Fare i compiti: bambini e genitori

di Stella Totino

Dai circoli viziosi ai circoli virtuosi: l’autoefficacia

Sin dalle prime fasi di apprendimento può capitare, per diversi motivi, che il momento dei compiti si trasformi in un vero e proprio incubo per genitori e figli. Il bambino che fatica a svolgere una determinata attività, esattamente come l’adulto, sarà meno attratto da quel compito perché lo porterà a non sentirsi capace.

Si possono presentare, sin dai primi giorni di scuola primaria, dei circoli viziosi che se non interrotti accompagneranno figli e genitori per tutto il lunghissimo percorso scolastico.

Vediamo cosa può succedere: è arrivato il momento di fare i compiti, bisogna sbrigarsi perché dopo bisogna andare in piscina, a basket, a calcio o semplicemente bisogna giocare. Nel momento in cui viene invitato dal genitore a prepararsi per fare i compiti, il bambino sta facendo un gioco che sicuramente lo interessa maggiormente, pertanto cercherà di evitare quell’impegno giornaliero, tendendo a procrastinare, dicendo di non avere scritto i compiti, di non avere il libro, facendo i “capricci”, piangendo. Allo stesso tempo, il genitore sperimenta un “cocktail” di emozioni, dall’ansia al senso di colpa, fino alla rabbia, che non lo aiuteranno a interrompere tale circolo. I “virus mentali”, più frequentemente riportati sono: “non riusciremo mai a finire tutto prima di uscire e quando torneremo sarà pure stanco e non li finirà”; “le insegnanti penseranno che non ci interessiamo a nostro figlio e che per noi la scuola non è importante”; “continuando così non lo aiuterò ad avere un futuro”; “non può mica fare come gli pare, non sono a sua disposizione tutto il giorno, i compiti si fanno quando lo dico io”.
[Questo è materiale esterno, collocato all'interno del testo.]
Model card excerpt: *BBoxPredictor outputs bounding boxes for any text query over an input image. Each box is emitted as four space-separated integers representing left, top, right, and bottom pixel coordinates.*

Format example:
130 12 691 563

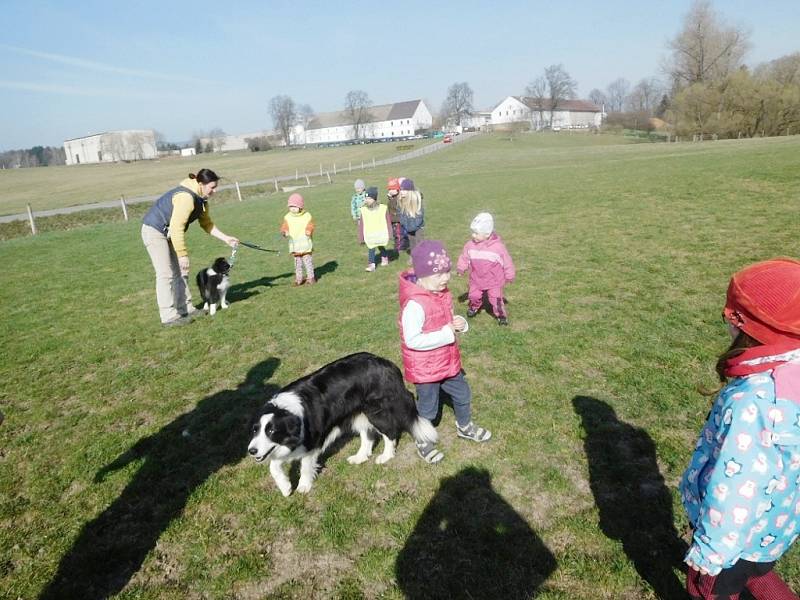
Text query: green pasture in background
0 133 800 600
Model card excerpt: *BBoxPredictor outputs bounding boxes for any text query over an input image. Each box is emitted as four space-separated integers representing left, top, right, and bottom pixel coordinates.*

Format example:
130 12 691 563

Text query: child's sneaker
416 442 444 465
456 421 492 442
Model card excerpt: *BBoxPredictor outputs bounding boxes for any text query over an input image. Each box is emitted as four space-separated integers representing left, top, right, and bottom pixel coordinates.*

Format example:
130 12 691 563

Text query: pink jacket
456 233 516 290
397 271 461 383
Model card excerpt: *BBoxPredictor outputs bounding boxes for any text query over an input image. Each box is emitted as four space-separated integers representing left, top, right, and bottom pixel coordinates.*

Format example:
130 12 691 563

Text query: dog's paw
347 454 369 465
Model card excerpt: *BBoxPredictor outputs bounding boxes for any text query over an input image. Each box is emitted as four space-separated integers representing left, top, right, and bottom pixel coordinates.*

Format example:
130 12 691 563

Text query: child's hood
399 269 448 306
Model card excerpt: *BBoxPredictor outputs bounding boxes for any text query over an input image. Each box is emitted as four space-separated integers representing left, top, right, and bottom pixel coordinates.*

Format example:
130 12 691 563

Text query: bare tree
525 75 547 129
269 95 297 146
297 104 316 129
606 77 630 112
442 81 474 125
665 0 749 90
344 90 372 140
544 64 578 127
626 77 663 115
589 88 608 108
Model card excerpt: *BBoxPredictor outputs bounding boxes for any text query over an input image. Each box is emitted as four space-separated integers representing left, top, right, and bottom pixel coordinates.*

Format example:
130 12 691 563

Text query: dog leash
239 240 281 255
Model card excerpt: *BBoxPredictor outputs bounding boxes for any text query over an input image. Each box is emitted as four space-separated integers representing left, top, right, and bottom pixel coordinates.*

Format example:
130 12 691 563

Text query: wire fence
0 132 480 235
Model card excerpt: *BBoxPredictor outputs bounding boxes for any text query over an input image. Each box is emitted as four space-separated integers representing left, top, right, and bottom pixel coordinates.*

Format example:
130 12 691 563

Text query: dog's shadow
227 260 339 302
572 396 687 598
395 467 557 600
40 358 280 600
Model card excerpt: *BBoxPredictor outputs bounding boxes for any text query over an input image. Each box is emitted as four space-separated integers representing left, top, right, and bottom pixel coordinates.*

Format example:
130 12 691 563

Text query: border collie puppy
197 257 231 315
247 352 437 496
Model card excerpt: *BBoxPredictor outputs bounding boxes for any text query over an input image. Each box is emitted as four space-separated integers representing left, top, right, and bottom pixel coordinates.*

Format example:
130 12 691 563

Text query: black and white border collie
197 257 231 315
247 352 437 496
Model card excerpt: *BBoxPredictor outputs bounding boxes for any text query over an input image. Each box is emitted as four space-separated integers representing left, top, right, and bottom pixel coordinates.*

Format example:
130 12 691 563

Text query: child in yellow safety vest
361 187 392 272
281 194 316 285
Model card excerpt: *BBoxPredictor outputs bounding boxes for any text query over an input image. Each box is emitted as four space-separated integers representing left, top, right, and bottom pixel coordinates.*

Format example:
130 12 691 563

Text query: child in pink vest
398 240 492 463
456 213 516 325
680 258 800 600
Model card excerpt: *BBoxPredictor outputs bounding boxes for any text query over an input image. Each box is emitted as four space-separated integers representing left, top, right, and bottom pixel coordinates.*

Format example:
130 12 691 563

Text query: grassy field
0 135 800 600
0 140 435 215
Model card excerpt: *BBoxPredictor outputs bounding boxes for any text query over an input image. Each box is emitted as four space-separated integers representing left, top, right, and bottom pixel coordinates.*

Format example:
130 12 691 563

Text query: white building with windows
294 100 433 144
492 96 603 129
64 129 158 165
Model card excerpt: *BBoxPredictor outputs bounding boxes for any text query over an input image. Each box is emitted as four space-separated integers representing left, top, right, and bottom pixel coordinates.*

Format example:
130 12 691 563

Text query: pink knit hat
723 258 800 344
288 193 306 208
411 240 450 278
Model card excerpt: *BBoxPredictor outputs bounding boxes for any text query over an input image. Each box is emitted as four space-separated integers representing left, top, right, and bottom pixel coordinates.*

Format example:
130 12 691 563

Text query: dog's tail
409 417 439 444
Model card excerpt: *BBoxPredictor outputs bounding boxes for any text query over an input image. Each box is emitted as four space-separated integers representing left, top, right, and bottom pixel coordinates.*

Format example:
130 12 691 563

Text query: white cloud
0 44 214 84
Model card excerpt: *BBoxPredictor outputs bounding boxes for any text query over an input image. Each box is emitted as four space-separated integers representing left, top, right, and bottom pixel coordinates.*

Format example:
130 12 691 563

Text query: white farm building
294 100 433 144
64 129 158 165
491 96 603 129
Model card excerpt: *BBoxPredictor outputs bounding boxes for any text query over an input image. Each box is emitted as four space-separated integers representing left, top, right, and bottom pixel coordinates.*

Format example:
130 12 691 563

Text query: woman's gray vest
142 185 206 236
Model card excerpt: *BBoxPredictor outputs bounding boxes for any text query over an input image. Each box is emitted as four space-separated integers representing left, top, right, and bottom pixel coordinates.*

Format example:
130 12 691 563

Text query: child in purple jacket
456 213 515 325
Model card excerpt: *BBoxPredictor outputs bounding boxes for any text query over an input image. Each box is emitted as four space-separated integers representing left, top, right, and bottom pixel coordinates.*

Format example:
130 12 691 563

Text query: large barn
492 96 602 129
294 100 433 144
64 129 158 165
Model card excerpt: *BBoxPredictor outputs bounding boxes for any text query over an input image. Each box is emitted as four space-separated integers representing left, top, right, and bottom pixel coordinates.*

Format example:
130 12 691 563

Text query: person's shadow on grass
572 396 687 599
40 358 280 600
395 467 556 600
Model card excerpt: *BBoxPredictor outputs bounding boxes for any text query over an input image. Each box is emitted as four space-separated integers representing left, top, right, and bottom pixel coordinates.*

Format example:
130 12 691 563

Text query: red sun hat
723 258 800 347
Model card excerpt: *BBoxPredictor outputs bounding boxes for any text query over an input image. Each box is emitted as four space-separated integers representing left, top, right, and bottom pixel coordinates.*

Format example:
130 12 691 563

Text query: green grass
0 135 800 599
0 140 434 215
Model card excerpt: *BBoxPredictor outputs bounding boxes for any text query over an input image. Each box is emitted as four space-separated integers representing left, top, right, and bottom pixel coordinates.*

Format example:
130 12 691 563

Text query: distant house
444 110 492 133
492 96 602 129
64 129 158 165
293 100 433 144
200 129 284 152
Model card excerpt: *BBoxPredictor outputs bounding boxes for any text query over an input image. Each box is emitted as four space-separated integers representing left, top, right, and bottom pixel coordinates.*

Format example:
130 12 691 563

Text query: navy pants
416 373 472 428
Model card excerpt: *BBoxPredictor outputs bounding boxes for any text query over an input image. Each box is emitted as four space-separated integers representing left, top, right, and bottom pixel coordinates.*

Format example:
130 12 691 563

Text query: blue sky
0 0 800 150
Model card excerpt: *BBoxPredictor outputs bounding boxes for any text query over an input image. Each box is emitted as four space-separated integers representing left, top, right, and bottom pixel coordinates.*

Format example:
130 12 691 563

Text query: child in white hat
456 213 516 325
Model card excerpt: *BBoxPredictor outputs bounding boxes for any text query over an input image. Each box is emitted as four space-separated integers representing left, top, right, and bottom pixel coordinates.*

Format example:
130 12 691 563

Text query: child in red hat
281 194 316 285
398 240 492 463
680 258 800 600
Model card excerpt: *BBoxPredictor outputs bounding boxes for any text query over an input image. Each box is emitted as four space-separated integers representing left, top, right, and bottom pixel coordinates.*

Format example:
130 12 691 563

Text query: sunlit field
0 133 800 600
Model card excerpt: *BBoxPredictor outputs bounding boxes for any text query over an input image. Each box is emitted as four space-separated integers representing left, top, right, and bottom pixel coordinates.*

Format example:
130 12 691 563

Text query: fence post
27 204 36 235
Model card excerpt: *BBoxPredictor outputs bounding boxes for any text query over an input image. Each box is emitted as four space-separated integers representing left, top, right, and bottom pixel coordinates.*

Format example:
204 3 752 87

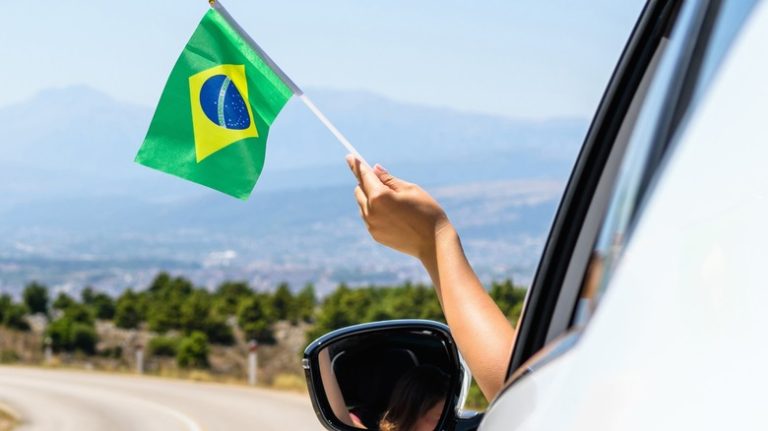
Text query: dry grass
272 373 307 393
0 403 19 431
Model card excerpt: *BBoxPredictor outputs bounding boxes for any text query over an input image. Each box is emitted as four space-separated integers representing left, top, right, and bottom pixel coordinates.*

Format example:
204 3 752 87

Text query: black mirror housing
302 320 471 431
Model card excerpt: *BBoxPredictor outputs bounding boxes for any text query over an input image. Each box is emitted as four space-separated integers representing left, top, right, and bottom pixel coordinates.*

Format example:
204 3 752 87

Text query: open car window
572 1 756 328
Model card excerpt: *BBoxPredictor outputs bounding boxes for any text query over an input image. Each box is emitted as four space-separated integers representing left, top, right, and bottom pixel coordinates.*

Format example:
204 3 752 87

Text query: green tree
148 335 180 358
307 283 373 339
176 331 209 368
81 286 115 320
0 293 13 324
2 303 30 331
272 283 297 322
22 281 49 314
237 294 275 343
46 303 98 354
115 289 144 329
214 281 253 316
52 292 77 311
296 283 317 323
147 272 194 333
490 279 526 324
179 289 211 333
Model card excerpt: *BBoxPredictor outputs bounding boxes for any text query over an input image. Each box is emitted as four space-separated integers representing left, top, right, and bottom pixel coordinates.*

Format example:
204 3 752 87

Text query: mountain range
0 86 587 293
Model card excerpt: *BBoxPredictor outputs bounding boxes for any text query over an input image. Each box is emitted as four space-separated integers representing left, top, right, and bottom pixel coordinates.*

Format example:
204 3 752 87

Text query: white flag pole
208 0 368 165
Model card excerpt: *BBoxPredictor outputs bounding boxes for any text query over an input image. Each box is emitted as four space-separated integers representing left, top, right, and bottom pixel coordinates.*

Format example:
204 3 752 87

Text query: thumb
373 164 407 191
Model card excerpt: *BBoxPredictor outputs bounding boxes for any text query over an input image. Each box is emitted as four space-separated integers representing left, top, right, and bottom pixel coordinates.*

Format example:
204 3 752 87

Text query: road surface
0 366 322 431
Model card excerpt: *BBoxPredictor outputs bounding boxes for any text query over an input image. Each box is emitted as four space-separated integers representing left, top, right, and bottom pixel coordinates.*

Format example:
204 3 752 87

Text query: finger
347 154 384 196
355 186 368 218
373 164 408 191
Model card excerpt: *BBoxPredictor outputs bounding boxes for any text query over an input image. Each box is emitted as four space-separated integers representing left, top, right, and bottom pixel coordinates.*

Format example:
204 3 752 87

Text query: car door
502 1 757 418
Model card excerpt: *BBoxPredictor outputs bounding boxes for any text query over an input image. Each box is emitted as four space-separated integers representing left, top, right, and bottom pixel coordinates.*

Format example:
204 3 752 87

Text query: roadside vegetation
0 273 525 407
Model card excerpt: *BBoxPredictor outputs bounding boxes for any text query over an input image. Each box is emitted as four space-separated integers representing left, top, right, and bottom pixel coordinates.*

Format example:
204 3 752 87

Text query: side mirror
303 320 479 431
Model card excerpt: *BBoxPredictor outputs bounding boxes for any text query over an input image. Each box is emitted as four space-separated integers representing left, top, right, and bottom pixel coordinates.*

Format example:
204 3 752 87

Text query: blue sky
0 0 643 118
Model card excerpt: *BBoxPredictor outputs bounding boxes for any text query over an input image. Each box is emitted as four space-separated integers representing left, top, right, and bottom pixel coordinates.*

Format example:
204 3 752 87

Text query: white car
304 0 768 431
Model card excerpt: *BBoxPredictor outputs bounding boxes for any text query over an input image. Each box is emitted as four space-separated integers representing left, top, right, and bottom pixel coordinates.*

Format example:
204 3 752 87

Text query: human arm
347 156 515 399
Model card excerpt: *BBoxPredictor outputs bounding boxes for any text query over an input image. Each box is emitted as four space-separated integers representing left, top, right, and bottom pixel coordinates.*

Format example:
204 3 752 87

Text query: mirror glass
317 329 452 431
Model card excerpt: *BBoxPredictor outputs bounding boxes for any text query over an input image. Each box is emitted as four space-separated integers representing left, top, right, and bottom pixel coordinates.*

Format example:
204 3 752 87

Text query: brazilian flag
136 8 300 199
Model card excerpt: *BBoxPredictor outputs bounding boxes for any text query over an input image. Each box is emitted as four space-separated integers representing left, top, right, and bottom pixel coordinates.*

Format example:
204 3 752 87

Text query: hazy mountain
0 87 586 296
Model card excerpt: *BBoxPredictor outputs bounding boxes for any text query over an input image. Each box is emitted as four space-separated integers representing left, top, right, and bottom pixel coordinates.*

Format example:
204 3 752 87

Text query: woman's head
379 365 450 431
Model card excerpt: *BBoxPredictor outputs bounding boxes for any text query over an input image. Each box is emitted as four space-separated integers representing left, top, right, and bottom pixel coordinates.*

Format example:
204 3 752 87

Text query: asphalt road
0 366 322 431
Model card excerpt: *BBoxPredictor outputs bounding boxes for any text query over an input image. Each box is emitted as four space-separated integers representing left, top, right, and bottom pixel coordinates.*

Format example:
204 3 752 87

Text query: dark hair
379 365 450 431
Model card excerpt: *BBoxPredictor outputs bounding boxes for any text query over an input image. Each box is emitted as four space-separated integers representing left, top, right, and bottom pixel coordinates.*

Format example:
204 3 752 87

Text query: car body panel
480 1 768 431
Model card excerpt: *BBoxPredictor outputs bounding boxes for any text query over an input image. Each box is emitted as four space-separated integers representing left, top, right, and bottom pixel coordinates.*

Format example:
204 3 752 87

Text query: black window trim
507 0 681 377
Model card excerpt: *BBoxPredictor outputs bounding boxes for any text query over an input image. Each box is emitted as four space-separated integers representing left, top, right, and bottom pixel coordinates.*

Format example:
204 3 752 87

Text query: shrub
148 336 179 358
22 282 48 314
2 304 30 331
176 331 209 368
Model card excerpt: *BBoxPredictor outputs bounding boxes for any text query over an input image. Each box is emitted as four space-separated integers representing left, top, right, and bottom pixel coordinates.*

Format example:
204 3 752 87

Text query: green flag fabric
136 9 294 199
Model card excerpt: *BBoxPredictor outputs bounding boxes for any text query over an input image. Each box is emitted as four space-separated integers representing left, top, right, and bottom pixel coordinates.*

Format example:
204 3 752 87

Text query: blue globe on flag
200 75 251 130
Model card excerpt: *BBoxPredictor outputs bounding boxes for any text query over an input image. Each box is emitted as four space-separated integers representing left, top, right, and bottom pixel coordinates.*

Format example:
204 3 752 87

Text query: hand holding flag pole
208 0 370 166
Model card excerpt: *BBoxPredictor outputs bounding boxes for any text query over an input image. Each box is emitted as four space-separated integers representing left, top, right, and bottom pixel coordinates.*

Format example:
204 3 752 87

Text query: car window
572 1 756 326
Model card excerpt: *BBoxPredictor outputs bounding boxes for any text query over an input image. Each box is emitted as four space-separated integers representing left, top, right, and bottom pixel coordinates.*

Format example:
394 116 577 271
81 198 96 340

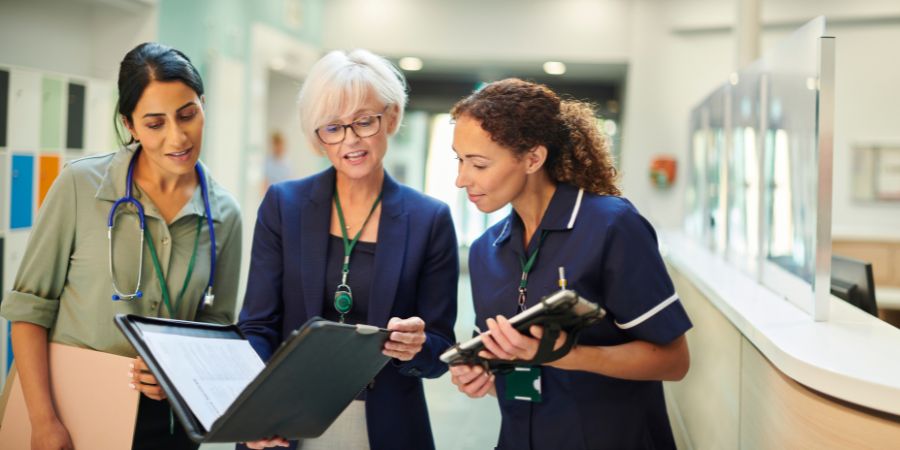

A lungo andare, queste situazioni rischiano di logorare il rapporto genitori-figli e di compromettere il rapporto con lo studio.

Per interrompere tale circolo può essere importante incrementare l’autoefficacia dei figli e dei genitori. Lo psicologo canadese Albert Bandura nel 1986 ha definisce l’autoefficacia come la “fiducia che una persona ripone nella propria capacità di affrontare un compito specifico”. Secondo lo stesso autore tale concetto si fonda su 4 tipologie di esperienze:

  1. Esperienze dirette: che possono essere di successo o insuccesso. Nel nostro caso, sarebbe importante incrementare le occasioni di successo nello svolgimento dei compiti. Uno strumento molto utile in tal senso è la pianificazione sia della giornata, in modo che sia facilmente prevedibile, sia delle attività che devono essere svolte, sia dei materiali necessari.
  2. Osservare le esperienze degli altri genitori: ci può aiutare a modificare i virus mentali, passando da “non posso farcela” a “se ci sono riusciti gli altri posso riuscirci anche io”.
  3. Persuasione verbale: sia attraverso apprezzamenti e rassicurazioni provenienti dall’esterno da persone ritenute autorevoli, sia attraverso le proprie convinzioni. Nel primo caso potrebbe aiutare un rinforzo da parte degli insegnanti: “Vedo che state lavorando sempre meglio, si vede che vi state impegnando”. Nel secondo: “Ce la faremo, con la calma e le giuste strategie andrà sempre meglio”.
  4. Gestione del vissuto emotivo, compresi gli stati fisiologici che accompagnano l’emozione. Nella gestione dei compiti, ciò può avvenire con il riconoscimento del proprio stato emotivo e dello stato emotivo dell’altro, l’accettazione e la gestione.

Più genitori e figli si sentiranno competenti, meglio affronteranno il momento dei compiti, più sperimenteranno successo ed emozioni positive più tale momento diventerà piacevole.

Soprattutto quando tutto questo si accompagna a storia personale di insuccesso scolastico o a una condizione di disturbo del neurosviluppo, può essere utile affidare tale compito a un tutor e/o a un percorso di psicoterapia che incrementi l’autoefficacia percepita, il riconoscimento, l’accettazione e la gestione delle emozioni.

Per approfondimenti:

Bandura A. (2000), Autoefficacia: Teoria e applicazioni, Trento, Erickson.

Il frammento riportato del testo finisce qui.